Sellers in prime central London are struggling to attract purchasers against a backdrop of higher property taxes and weaker sentiment owed in part to the outcome of the EU vote, as more families opt to rent rather than buy property in order to avoid steep stamp duty tax bills.
Recent tax hikes on expensive homes, mean that the stamp duty on the purchase of a £15m property is now £1.714m.
Super-prime letting transactions in central London increased 16% to 109 in the year to September compared to the previous 12 months, Knight Frank said.
Almost a quarter of high-end property transactions took place in Knightsbridge, but other desirable areas like South Kensington, Mayfair, Regent’s Park and Holland Park also attracted super-prime renters.

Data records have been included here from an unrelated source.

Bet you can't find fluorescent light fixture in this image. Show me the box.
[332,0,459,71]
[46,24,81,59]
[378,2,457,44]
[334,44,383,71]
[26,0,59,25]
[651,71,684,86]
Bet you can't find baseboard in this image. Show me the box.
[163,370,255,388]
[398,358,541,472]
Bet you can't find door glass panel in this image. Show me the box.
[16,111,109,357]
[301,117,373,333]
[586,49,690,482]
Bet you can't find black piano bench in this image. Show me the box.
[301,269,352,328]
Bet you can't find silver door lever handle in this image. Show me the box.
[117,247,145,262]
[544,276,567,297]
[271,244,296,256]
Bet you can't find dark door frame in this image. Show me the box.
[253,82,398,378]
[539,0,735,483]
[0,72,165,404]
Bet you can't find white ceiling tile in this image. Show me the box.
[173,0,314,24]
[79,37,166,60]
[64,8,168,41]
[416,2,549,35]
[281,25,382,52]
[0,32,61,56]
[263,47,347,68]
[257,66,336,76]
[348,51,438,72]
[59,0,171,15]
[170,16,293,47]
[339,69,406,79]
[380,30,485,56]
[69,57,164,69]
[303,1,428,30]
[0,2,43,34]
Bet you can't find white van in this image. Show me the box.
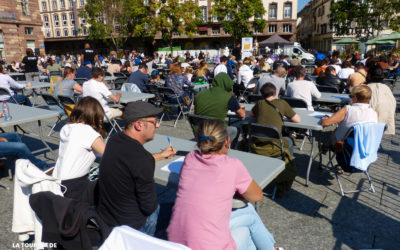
[283,42,315,64]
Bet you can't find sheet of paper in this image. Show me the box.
[161,156,185,174]
[309,112,332,118]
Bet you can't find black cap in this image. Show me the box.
[124,101,163,126]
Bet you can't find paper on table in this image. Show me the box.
[161,156,185,174]
[309,112,332,118]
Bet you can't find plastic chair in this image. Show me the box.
[158,87,186,128]
[42,94,67,136]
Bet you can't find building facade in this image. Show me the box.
[0,0,44,62]
[41,0,297,51]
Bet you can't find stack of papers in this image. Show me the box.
[161,156,185,174]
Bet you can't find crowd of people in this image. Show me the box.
[0,44,400,249]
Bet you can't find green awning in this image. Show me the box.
[333,38,360,45]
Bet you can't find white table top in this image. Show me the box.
[144,134,285,188]
[239,104,326,131]
[313,92,351,104]
[18,81,55,89]
[111,90,154,104]
[0,103,58,128]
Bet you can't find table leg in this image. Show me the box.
[306,130,315,187]
[38,120,56,160]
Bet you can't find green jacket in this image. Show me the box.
[194,73,233,122]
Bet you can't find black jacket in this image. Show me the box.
[29,192,111,250]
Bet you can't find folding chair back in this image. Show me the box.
[74,78,88,86]
[317,85,339,93]
[0,87,21,104]
[241,122,285,160]
[279,96,308,108]
[188,114,215,136]
[57,95,75,116]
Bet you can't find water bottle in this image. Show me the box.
[3,101,12,121]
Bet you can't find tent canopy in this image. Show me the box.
[258,33,293,47]
[333,37,360,45]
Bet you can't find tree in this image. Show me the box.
[153,0,201,53]
[80,0,155,50]
[329,0,400,37]
[211,0,267,41]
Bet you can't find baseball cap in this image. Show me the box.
[124,101,163,126]
[151,69,160,76]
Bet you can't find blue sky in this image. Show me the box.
[297,0,310,11]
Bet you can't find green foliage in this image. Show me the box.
[329,0,400,37]
[211,0,267,41]
[153,0,201,51]
[79,0,155,49]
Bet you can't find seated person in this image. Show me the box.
[250,82,301,156]
[128,63,151,93]
[367,66,396,135]
[194,73,246,141]
[0,65,32,106]
[75,61,92,80]
[167,119,275,249]
[52,96,106,202]
[98,101,175,235]
[0,117,50,171]
[317,66,341,90]
[82,67,122,119]
[165,64,194,102]
[321,85,378,174]
[347,62,367,89]
[287,66,321,110]
[53,67,83,98]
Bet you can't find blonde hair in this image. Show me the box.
[351,84,372,103]
[196,120,228,154]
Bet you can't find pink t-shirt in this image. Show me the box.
[167,151,252,250]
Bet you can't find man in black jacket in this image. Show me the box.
[98,102,175,235]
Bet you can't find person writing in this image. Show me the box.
[167,120,275,249]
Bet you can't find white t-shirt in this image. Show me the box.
[287,80,321,110]
[214,63,228,77]
[82,79,112,116]
[53,123,100,180]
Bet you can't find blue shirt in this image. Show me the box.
[128,70,151,93]
[75,66,92,80]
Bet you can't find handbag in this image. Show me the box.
[171,75,192,106]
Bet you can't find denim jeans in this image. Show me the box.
[0,133,49,170]
[7,94,32,105]
[229,203,275,250]
[140,205,160,236]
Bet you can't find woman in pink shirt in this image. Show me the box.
[167,120,275,250]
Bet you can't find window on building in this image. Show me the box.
[54,15,60,26]
[212,28,220,35]
[268,24,277,33]
[61,14,68,26]
[26,40,35,51]
[201,7,207,22]
[25,27,33,35]
[283,3,292,18]
[283,24,292,32]
[52,0,57,10]
[69,12,75,25]
[43,16,49,27]
[269,3,278,19]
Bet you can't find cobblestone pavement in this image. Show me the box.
[0,82,400,250]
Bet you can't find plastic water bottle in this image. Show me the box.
[3,101,12,121]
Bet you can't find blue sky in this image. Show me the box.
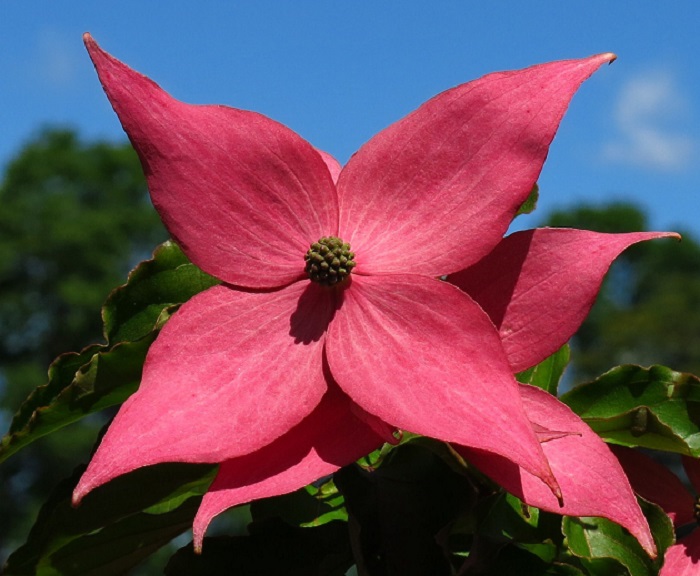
[0,0,700,236]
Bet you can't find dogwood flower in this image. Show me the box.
[613,446,700,576]
[74,35,664,546]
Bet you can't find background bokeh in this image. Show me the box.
[0,0,700,235]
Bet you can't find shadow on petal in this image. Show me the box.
[289,282,336,344]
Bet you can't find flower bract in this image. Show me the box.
[74,35,666,547]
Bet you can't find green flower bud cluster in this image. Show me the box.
[304,236,355,286]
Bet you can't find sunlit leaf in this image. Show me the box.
[5,464,215,576]
[562,501,673,576]
[102,241,219,344]
[165,519,354,576]
[515,183,540,216]
[250,479,348,527]
[561,365,700,456]
[516,344,571,396]
[0,242,218,462]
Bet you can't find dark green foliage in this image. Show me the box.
[546,204,700,381]
[0,130,166,557]
[561,365,700,457]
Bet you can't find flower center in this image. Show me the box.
[304,236,355,286]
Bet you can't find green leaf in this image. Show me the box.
[0,332,156,462]
[562,500,673,576]
[561,365,700,457]
[0,242,218,462]
[102,241,219,344]
[4,464,216,576]
[250,480,348,528]
[515,183,540,216]
[335,442,476,576]
[516,344,571,396]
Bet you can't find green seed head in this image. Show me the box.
[304,236,355,286]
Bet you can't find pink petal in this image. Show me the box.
[683,456,700,494]
[84,34,338,288]
[316,148,343,183]
[338,54,615,276]
[74,282,333,502]
[659,529,700,576]
[448,228,678,372]
[326,275,557,500]
[194,385,383,549]
[455,385,656,555]
[611,446,695,527]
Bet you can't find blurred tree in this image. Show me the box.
[0,129,167,555]
[546,203,700,381]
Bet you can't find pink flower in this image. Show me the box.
[613,446,700,576]
[74,35,664,548]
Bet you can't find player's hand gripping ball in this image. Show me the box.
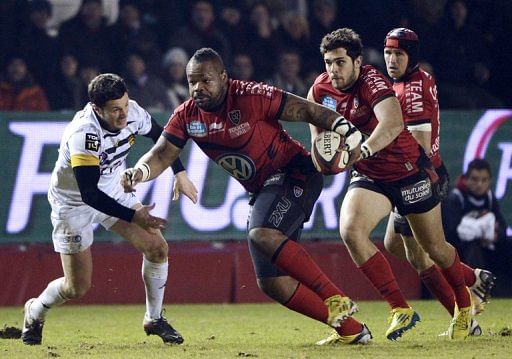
[311,131,350,175]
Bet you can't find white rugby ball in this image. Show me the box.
[311,131,350,175]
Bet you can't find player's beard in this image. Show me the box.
[333,69,357,90]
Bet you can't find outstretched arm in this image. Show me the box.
[281,93,362,152]
[121,136,181,192]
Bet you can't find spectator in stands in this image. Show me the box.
[0,0,20,69]
[242,3,281,81]
[231,53,254,81]
[266,49,308,97]
[0,57,50,111]
[18,0,60,91]
[442,158,507,270]
[162,47,190,111]
[113,0,161,72]
[309,0,339,72]
[48,54,84,111]
[432,0,502,109]
[59,0,114,70]
[169,0,231,67]
[125,53,171,111]
[216,0,247,52]
[279,11,318,75]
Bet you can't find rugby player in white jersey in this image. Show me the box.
[22,74,197,345]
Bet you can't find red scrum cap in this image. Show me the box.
[384,27,420,69]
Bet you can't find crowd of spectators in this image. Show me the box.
[0,0,512,111]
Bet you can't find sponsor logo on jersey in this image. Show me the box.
[128,134,136,146]
[100,152,108,166]
[400,179,432,205]
[85,133,100,151]
[322,96,338,111]
[208,122,224,133]
[268,197,292,228]
[215,153,256,181]
[352,96,359,108]
[263,173,285,187]
[63,234,82,243]
[405,79,424,114]
[228,122,251,138]
[228,110,242,125]
[187,121,208,137]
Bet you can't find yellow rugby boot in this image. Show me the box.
[324,294,358,328]
[316,324,373,345]
[386,307,420,340]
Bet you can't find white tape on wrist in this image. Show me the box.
[331,116,354,136]
[135,163,151,182]
[361,142,373,160]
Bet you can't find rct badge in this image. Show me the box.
[85,133,100,151]
[322,96,338,111]
[293,186,304,198]
[228,110,242,125]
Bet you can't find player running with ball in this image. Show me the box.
[308,28,472,342]
[122,48,371,343]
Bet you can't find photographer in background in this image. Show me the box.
[442,158,507,270]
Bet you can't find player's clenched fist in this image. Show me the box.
[120,168,142,192]
[132,203,167,233]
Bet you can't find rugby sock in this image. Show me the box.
[284,283,363,336]
[29,277,69,319]
[460,262,476,287]
[442,250,471,308]
[359,252,409,308]
[142,257,169,319]
[420,264,455,317]
[272,240,346,300]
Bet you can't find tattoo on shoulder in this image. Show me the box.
[281,95,337,128]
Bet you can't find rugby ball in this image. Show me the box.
[311,131,350,175]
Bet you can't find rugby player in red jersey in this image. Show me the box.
[121,48,371,344]
[384,28,494,335]
[308,28,472,340]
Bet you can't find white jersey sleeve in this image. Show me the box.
[129,100,151,135]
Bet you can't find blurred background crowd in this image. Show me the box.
[0,0,512,111]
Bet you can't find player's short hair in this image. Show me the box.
[87,73,128,108]
[190,47,224,68]
[320,27,363,60]
[464,158,492,177]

“Given the higher running costs buyers also face, stamp duty can be a concern unless they plan to be in a property for the long-term”, said Tom Smith, head of super-prime lettings at Knight Frank.
“This is particularly the case while uncertainty surrounds the short-term prospects for price growth”, he added, reflecting the fact that property purchase prices in prime central London are currently falling.